After all, Leslie and Michael had both thought the long, drawn-out nature of the end might have pushed people away. It was hard to gauge such things. But here everyone was, all together and showing their support for her in this hour of darkness, bathed in sunlight and serenaded by singing birds that had just returned from their far away journeys. In the end it all seemed so cruel to Leslie, that she just wanted to sink to her knees and throw her hands in the air as she sobbed and wept. She didn’t know for sure how many times she had cried in the past year, but it felt like she was almost to the point where only salty dust could come out of her eyes.

That was the cruelest point of it all.

She never thought she would come to a threshold where pain and sorrow simply ceased to affect her, that it would all just become something normal, something almost mundane.

Leslie was too young to be in this position.
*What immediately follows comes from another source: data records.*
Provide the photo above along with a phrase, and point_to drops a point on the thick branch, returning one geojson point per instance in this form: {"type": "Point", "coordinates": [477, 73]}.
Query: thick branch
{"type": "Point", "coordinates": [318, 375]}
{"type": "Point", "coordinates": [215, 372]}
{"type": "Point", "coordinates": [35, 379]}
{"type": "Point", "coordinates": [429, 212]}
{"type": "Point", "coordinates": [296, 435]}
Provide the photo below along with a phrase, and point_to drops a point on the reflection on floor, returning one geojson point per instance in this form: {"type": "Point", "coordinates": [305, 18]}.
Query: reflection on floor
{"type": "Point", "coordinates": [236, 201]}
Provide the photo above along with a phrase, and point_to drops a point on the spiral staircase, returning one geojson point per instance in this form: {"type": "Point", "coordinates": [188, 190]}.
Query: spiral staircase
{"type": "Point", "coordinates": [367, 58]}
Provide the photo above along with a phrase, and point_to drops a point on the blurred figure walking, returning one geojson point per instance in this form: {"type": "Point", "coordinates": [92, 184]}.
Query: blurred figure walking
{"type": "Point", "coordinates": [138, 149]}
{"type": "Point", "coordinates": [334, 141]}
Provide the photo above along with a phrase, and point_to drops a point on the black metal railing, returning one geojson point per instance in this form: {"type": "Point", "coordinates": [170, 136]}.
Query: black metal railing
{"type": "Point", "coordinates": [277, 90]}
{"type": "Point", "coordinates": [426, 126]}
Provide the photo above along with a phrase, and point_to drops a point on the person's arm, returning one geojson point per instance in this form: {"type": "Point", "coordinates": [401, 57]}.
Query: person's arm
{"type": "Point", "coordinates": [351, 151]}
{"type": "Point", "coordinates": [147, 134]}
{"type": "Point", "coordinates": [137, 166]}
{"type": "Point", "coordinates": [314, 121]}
Her mother had told her this, her friends said it repeatedly, and Michael had mentioned it too many times in the past few months. It was only now as she stared at the casket holding her withered husband that she finally admitted it herself, too. When she was eighteen, she had been adamant that she’d found the man she was going to marry and it was true love.

Damn it! It’s not fair!
She swiped at another onslaught of tears cascading down her cheeks.

She had only dated four other men before she found Michael. They had been camp counselors her senior year of high school at a summer camp for disabled middle schoolers. In her sophomore year of college, he went down on one knee in the quad and showed her a diamond ring she knew he couldn’t afford on his own.

Now, four years later, she’d graduated college, continued down the path of her career, and was burying her husband.

She was too young for this. She was
way
too young for this.

No, she wouldn’t think about the past. She couldn’t think about the horrible fact that she didn’t have a past with Michael. She had a taste of what life might have been with him and now it was gone. It was over in the blink of an eye, and she was never going to get to do any of the things she had wanted with Michael. She was never going to get that trip to Spain or see the ocean with him. There were no children in the future, no grandchildren, and there was no happy retirement out on a beach somewhere.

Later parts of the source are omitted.